Another long silence. So whoever this 'Hobbes' was had heard of him. That was good, it would make this go smoother. He had already electrocuted enough thugs to get his point across in the criminal underworld; he didn't just deal in information, he dealt in death, too.

He decided to cut straight to the chase. He had more important work to do- people to blackmail, identity thefts to solve, and he needed to know how Tom Hobbes came by his precious knowledge fast; so he could get on with strategizing. Preferably without spending any more time threatening him, a tasteless method, but one that Edward Nashton never shied from. He uncrossed his fingers and laid them lightly on his desk.

"I can forgive a man for dealing in information, Mr. Hobbes, but not for forgetting to share it with me. Now, this can go one of two ways-"

"I will give you my informant if you let me and my brother live. She has information coming in on all the bosses."

There was a long silence as Nashton processed this goon's words. The arrogant little peon was trying to make a deal! And he had interrupted him.

(Pulse/Spill was a she?)

"I find that highly unlikely, Mr. Hobbes." He wasn't sure what he doubted the most; that the peon know Pulse/Spill directly, or that they were female. While he looked down on both genders equally, he'd always been under the impression that women were weak-willed, and emotional.

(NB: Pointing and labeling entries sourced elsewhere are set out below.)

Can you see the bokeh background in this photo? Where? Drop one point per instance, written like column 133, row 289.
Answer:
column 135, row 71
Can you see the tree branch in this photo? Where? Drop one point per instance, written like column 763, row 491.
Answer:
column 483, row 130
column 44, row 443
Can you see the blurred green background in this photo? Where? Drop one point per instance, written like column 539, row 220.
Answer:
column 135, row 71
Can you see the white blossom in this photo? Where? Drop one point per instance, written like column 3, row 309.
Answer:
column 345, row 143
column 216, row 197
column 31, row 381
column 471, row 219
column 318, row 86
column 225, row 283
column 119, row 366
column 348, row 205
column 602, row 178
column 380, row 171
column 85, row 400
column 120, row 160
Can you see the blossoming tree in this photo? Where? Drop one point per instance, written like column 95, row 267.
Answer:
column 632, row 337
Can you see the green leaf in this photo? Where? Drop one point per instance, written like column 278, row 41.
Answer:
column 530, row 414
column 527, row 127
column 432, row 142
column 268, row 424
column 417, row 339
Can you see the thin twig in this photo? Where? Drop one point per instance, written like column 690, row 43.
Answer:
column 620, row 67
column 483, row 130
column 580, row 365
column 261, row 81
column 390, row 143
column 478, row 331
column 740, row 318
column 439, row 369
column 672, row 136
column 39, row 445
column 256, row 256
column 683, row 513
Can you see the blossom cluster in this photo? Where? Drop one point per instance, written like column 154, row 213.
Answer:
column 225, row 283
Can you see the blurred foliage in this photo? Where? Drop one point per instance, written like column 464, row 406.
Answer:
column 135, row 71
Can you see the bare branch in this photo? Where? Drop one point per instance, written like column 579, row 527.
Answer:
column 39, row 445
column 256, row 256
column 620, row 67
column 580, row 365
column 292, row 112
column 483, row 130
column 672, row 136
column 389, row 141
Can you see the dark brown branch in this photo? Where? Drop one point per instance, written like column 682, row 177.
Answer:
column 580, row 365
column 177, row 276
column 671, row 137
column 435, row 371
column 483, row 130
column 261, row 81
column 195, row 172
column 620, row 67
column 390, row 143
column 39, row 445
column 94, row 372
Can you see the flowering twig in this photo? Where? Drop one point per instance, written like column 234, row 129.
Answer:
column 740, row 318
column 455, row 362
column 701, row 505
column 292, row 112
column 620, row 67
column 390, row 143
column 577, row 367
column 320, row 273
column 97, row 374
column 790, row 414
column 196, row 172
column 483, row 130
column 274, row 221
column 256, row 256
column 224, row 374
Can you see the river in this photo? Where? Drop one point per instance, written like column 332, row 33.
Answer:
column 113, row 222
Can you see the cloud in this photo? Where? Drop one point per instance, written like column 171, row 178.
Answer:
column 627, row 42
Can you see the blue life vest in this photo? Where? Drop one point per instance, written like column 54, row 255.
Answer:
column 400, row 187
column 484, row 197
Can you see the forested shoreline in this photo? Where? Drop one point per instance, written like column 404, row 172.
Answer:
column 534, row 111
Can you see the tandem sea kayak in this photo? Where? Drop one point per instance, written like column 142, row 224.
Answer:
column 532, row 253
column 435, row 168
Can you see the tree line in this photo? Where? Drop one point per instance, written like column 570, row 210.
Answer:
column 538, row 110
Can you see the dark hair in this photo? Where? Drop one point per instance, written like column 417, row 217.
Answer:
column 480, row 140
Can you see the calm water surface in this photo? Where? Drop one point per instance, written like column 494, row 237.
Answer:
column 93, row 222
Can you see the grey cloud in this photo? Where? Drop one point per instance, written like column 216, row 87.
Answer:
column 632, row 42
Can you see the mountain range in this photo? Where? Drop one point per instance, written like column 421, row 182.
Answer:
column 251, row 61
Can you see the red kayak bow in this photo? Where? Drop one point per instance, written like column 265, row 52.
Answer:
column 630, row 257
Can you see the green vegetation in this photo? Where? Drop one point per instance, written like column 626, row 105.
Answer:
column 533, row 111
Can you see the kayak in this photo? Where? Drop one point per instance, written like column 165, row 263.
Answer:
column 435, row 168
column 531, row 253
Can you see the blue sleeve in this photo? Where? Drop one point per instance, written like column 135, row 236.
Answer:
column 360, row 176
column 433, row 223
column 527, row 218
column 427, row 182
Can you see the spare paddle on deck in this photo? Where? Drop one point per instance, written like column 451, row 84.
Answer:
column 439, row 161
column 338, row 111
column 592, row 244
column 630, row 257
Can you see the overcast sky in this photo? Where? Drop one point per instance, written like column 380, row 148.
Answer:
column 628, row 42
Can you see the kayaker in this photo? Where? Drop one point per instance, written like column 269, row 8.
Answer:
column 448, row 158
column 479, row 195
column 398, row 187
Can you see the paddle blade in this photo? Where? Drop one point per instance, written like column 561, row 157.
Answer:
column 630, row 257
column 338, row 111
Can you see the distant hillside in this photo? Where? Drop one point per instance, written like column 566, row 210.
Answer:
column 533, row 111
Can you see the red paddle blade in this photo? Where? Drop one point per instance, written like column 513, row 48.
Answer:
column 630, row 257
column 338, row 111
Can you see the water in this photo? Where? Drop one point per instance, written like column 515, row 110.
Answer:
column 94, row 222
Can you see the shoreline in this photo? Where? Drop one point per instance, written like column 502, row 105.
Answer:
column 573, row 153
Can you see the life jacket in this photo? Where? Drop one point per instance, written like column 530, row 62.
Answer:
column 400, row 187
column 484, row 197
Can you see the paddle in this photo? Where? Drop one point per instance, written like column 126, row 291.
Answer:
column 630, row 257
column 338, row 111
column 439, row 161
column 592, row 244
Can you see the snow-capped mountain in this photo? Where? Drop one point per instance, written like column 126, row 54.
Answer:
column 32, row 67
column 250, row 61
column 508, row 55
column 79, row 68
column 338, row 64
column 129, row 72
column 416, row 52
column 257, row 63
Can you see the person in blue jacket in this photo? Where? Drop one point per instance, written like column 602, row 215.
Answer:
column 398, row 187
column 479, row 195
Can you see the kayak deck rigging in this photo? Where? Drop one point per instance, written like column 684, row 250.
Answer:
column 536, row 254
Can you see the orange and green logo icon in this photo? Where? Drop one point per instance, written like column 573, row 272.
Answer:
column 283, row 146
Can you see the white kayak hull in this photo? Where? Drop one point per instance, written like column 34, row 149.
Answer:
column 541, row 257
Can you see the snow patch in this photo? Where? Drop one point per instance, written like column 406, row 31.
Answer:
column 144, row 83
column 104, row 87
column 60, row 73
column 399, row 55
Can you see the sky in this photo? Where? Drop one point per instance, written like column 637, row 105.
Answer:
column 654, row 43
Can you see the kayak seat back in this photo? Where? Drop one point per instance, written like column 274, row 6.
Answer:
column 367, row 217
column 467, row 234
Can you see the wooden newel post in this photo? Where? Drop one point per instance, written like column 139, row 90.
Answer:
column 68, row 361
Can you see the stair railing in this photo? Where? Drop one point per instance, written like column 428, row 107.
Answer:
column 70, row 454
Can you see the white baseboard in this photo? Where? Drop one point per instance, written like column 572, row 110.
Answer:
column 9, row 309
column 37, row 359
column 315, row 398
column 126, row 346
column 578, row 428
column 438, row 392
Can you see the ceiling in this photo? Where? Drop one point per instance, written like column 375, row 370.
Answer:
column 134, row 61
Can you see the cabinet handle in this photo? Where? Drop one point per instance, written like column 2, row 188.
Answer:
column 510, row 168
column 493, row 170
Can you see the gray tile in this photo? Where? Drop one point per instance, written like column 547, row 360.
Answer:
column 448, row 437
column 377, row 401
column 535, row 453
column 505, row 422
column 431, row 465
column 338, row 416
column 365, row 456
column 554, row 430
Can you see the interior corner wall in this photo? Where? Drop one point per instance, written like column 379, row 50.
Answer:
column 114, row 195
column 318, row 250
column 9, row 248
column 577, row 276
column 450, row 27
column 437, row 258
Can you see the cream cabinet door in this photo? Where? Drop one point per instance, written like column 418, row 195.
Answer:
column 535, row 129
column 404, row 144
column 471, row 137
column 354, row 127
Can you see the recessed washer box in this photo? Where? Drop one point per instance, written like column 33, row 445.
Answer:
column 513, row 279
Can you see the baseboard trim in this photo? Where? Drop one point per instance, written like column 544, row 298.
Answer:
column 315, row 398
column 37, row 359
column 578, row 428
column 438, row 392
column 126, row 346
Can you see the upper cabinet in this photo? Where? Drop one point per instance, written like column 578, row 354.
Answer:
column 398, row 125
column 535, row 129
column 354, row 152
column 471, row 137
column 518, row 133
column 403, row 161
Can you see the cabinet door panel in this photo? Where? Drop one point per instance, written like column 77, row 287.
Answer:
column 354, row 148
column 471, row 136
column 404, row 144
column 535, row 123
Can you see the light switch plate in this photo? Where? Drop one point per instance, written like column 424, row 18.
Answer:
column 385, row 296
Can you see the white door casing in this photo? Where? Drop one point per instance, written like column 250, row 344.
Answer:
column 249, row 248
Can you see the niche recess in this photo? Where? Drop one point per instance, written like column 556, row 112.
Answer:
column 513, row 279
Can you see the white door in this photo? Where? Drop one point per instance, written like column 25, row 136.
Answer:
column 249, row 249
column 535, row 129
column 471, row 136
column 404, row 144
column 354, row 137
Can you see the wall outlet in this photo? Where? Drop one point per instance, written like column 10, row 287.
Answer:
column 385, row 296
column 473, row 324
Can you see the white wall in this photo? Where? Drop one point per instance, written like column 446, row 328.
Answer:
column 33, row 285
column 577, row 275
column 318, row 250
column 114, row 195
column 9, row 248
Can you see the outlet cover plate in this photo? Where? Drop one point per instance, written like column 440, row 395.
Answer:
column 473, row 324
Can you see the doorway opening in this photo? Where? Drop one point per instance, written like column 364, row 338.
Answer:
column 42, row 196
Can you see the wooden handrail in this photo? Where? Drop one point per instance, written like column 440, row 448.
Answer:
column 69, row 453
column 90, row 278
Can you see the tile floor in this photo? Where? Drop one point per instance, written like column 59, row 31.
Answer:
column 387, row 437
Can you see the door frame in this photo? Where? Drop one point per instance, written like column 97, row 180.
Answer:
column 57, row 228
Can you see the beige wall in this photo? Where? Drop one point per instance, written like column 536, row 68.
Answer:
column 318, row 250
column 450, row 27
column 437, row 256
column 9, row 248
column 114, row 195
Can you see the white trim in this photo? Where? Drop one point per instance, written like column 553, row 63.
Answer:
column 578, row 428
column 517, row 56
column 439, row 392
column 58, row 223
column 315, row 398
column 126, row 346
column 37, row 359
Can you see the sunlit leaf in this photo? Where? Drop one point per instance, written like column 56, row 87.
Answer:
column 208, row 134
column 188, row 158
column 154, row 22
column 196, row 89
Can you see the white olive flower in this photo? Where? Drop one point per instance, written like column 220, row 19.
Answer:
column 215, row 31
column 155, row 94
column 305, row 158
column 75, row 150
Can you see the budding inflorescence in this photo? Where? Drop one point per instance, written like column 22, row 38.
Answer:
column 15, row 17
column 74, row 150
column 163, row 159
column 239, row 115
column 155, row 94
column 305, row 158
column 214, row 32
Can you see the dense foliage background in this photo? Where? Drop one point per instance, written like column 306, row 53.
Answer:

"It's true!" Edward could hear the desperation in the man's voice.. He'd latched on to something that might save his skin, and was willing to say anything. Perhaps even the truth, Edward mused to himself while casually checking his nails for dirt. Silence was often the best motivator for people to share more information. "She has informants everywhere, like you! And nobody knows she exists! I'll give her to you, and you can take her network!"

"What makes you think I want her network? I doubt your informant is a player of any great talent or measure. If she had a network of any consequence, I would know about it" Now it was time to go in for the kill; was this man's source truly Pulse/Spill? Or simply a small fry, soon to be eaten by the sharks? Eager to tell him what he wanted to hear, the dunce laid all his cards on the table.

"But she doesn't use it! She only sells it to little guys like me, guys who don't make a difference from knowing- she's smart, Mr. Broker, like you!" The pissant was getting ahead of himself. But still…. it was an intriguing concept. His confession made it all the more likely that his informant was Pulse/Spill, but it didn't explain why he- she- he corrected himself- had slipped up. Was it intentional? A feint? If what Tom Hobbes said was true, then a Player like that truly would have slipped under Edward's radar- simply by nature of appearing inconsequential. 'A snake in the grass- eating only mice until something big walks by'. He thought to himself. He had no doubt now that Pulse/Spill was truly a threat- the only people who flew that low carrying that much information were people like him. People with big plans. He itched all over. He HAD to know if what the moron was saying was true.

Consider a moment the monomaniac.

So the man named Tom Hobbes lived through another night he should have died on, and Edward Nashton began to plan a new move in the Game.